Senhora idosa preenchendo palavras cruzadas na cozinha, com alimentos saudáveis e suplementos numa mesa.

Tratar o cérebro como um músculo

A memória não é só “talento” - é também rotina. Um médico conhecido internacionalmente explica que o nosso cérebro pode ser trabalhado como se fosse um músculo: quanto mais o usamos de forma inteligente, melhor responde. E o mais interessante é que três hábitos muito simples já ajudam a reforçar a capacidade de recordar e a baixar o risco de Alzheimer e outras formas de demência - com atividades que, muitas vezes, até dão prazer.

Os neurologistas chamam a isto neuroplasticidade: o cérebro muda ao longo de toda a vida. Cria novas ligações, fortalece redes antigas ou deixa outras enfraquecer - consoante a forma como vivemos. Quem mantém a mente ativa, come bem e dorme o suficiente constrói uma espécie de “reserva mental”. Essa reserva funciona como proteção para mais tarde, quando o desgaste natural aumenta.

Quanto mais ativo, bem nutrido e descansado estiver o cérebro, mais tempo se mantêm estáveis a atenção, a concentração e a capacidade de memorização.

O médico, presença regular num programa de televisão matinal, reforça: quanto mais usamos o cérebro de forma útil, menos vulnerável ele fica - e grande parte disso pode ser integrada no dia a dia de um jeito leve e até lúdico.

1. Minidesafios mentais: fortalecer as ligações nervosas de forma divertida

Os especialistas chamam “estimulação cognitiva” a tudo o que exige do cérebro: pensar, memorizar, planear, aprender.
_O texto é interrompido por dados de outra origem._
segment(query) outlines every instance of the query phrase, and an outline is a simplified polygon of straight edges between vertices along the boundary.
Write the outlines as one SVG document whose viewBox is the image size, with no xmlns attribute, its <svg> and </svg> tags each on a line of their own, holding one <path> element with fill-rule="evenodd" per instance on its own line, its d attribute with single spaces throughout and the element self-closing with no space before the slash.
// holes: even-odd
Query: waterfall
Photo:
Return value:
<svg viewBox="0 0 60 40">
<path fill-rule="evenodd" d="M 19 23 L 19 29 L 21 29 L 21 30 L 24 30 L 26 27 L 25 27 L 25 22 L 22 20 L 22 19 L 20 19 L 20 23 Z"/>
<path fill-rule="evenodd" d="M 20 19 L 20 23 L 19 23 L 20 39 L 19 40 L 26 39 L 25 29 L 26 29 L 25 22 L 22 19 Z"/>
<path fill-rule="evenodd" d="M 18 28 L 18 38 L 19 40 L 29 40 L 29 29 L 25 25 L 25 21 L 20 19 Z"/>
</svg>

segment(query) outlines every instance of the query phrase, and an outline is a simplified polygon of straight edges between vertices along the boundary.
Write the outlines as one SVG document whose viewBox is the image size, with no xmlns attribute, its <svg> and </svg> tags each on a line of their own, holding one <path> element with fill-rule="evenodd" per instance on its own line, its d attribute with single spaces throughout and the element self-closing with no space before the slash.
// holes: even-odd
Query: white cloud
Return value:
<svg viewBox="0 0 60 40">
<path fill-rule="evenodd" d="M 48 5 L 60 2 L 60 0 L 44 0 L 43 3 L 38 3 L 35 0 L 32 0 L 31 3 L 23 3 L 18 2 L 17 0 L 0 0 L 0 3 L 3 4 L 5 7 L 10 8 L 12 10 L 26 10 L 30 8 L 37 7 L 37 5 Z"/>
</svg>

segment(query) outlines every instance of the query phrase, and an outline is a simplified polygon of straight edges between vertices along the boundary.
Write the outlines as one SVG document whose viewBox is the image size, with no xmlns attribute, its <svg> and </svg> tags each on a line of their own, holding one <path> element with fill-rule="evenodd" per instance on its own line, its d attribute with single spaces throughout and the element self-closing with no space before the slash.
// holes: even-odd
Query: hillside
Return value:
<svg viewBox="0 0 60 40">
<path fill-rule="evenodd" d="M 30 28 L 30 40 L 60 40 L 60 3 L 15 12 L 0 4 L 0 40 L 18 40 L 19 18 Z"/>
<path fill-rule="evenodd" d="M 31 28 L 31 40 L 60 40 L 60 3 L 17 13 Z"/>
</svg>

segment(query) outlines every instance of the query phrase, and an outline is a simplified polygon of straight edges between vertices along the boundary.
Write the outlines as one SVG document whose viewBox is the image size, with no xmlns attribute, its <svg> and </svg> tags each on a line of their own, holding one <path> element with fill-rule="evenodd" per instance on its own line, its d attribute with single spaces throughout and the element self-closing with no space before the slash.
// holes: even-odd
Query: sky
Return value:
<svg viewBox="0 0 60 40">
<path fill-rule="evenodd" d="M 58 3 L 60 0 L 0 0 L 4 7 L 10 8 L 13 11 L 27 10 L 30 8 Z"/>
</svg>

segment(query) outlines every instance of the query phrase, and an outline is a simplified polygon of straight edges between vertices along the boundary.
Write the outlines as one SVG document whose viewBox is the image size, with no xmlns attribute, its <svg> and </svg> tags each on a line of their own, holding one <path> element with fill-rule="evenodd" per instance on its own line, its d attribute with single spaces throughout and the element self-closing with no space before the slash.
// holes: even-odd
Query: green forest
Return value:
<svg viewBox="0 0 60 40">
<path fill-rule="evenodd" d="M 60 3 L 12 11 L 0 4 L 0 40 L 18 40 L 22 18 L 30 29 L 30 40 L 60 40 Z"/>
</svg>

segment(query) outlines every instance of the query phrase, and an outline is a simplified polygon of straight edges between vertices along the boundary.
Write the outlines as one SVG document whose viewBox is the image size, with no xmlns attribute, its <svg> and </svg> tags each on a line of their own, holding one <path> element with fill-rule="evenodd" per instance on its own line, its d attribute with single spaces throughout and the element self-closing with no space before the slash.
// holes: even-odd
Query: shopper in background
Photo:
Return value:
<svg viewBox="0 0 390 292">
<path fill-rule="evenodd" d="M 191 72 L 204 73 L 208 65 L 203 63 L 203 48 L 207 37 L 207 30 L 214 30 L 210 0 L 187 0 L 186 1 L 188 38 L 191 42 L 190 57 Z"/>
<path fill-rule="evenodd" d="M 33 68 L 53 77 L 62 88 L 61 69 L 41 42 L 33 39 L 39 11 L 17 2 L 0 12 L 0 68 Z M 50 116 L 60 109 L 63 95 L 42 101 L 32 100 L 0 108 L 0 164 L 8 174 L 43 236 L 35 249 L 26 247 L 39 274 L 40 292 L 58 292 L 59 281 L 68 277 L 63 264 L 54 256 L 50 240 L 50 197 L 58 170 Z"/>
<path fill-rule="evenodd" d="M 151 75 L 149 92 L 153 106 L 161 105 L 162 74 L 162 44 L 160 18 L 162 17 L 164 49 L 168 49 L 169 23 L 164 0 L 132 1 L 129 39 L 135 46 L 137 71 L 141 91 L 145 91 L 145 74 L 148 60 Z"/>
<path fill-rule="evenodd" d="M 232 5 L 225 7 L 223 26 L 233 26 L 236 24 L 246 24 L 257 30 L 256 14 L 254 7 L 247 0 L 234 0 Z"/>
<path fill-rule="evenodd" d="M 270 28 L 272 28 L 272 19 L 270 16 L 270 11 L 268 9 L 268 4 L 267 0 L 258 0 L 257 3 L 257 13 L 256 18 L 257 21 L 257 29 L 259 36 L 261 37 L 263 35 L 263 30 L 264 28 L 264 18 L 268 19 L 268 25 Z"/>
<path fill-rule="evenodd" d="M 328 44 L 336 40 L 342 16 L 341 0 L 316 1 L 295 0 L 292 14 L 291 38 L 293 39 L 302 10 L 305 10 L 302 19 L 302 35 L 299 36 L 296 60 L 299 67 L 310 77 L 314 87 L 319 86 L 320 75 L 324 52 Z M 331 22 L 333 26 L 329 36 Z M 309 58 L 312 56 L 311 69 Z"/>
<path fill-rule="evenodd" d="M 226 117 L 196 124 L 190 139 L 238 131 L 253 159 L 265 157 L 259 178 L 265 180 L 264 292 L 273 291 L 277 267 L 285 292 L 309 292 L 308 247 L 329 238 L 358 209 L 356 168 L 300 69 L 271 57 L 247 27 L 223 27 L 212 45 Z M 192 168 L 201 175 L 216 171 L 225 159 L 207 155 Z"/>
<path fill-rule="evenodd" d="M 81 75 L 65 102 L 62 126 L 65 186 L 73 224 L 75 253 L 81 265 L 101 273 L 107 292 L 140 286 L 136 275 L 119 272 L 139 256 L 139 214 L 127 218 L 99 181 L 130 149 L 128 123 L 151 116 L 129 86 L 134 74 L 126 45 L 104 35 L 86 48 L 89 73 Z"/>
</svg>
Não tem de ser algo académico ou “seco”. Pelo contrário: pequenos desafios mentais costumam ter mais impacto do que muita gente imagina.

Exercícios do dia a dia que realmente fazem diferença

Estudos indicam: quem lê com regularidade, aprende conteúdos novos ou faz puzzles e enigmas reduz o risco de doenças do tipo Alzheimer. O ponto-chave não é a dificuldade - é a consistência. Sessões curtas chegam, desde que virem hábito.

  • 15–20 minutos de leitura por dia - livro, jornal ou e-reader
  • aprender algumas palavras novas de uma língua estrangeira
  • fazer palavras cruzadas ou desafios de números
  • começar um instrumento novo ou um hobby diferente
  • variar a rotina, como fazer caminhos novos ou cozinhar receitas sem “seguir a receita”

Uma neurologista norte-americana conta que ela própria começou a aprender piano já em adulta. O motivo é simples: uma atividade nova e complexa obriga o cérebro a ativar circuitos pouco usados. Assim, reforçam-se ligações nervosas menos “treinadas” e criam-se novas conexões.

Aprender algo novo “engrossa”, em termos figurativos, a camada protetora das fibras nervosas - e a informação passa a circular com mais velocidade e precisão.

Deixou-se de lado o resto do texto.